AI predicts the future by watching videos

An artificial intelligence is learning how to anticipate what is going to happen in the next few seconds.
 
When you see a person sitting down at a table with a plate of food it stands to reason that the next thing they are going to do is begin eating. For a human this is a no-brainer, but for a computer the ability to predict what is going to happen next represents a major technological challenge.

In a new bid to get around this problem, researchers at the Massachusetts Institute of Technology have developed a sophisticated deep learning algorithm that can look at a still image and generate a short movie based on what it anticipates is going to happen next.

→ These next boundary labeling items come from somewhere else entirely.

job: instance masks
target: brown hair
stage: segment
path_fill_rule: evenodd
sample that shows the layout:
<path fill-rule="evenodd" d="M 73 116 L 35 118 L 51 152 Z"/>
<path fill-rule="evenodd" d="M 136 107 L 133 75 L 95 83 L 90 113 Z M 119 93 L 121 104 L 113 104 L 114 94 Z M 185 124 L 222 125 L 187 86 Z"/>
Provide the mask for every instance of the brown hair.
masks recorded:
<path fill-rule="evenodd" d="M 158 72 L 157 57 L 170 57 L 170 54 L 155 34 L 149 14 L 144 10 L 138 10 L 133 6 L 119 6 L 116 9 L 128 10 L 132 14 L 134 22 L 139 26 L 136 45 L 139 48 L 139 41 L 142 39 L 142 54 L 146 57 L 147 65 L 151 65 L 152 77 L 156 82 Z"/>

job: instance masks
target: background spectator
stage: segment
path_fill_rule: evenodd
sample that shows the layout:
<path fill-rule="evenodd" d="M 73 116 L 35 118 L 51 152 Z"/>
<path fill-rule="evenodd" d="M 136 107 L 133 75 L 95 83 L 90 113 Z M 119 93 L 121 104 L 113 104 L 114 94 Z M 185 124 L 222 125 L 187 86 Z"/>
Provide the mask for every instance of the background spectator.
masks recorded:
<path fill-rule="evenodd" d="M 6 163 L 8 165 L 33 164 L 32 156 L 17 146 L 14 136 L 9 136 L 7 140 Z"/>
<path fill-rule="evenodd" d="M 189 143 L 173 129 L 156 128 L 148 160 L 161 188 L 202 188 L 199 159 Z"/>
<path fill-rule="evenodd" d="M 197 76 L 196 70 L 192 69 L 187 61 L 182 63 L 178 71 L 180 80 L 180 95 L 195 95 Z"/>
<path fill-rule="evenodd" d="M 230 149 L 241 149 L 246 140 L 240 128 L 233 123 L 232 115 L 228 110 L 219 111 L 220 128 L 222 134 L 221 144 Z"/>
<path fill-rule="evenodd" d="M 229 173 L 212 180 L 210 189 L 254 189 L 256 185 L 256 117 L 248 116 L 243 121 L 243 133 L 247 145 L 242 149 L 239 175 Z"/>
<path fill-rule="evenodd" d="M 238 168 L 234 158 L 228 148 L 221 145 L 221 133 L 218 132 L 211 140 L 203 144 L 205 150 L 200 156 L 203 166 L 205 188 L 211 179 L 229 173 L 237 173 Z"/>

Show it an image of the shoreline for example and it will produce a short video of moving waves.

To learn how to make such predictions, the AI was trained using more than two million Internet videos of everything from train stations and golf courses to shopping malls and hospitals.

"Any robot that operates in our world needs to have some basic ability to predict the future," said Carl Vondrick, one of the researchers who worked on the system. "For example, if you're about to sit down, you don't want a robot to pull the chair out from underneath you."

While it's still early days yet, teaching a computer how to anticipate what is going to happen next is an important step towards building an AI that can operate effectively in the real world.

"The laws of physics and the nature of objects mean that not just anything can happen," said John Daugman at the University of Cambridge Computer Laboratory.

"The authors have demonstrated that those constraints can be learned."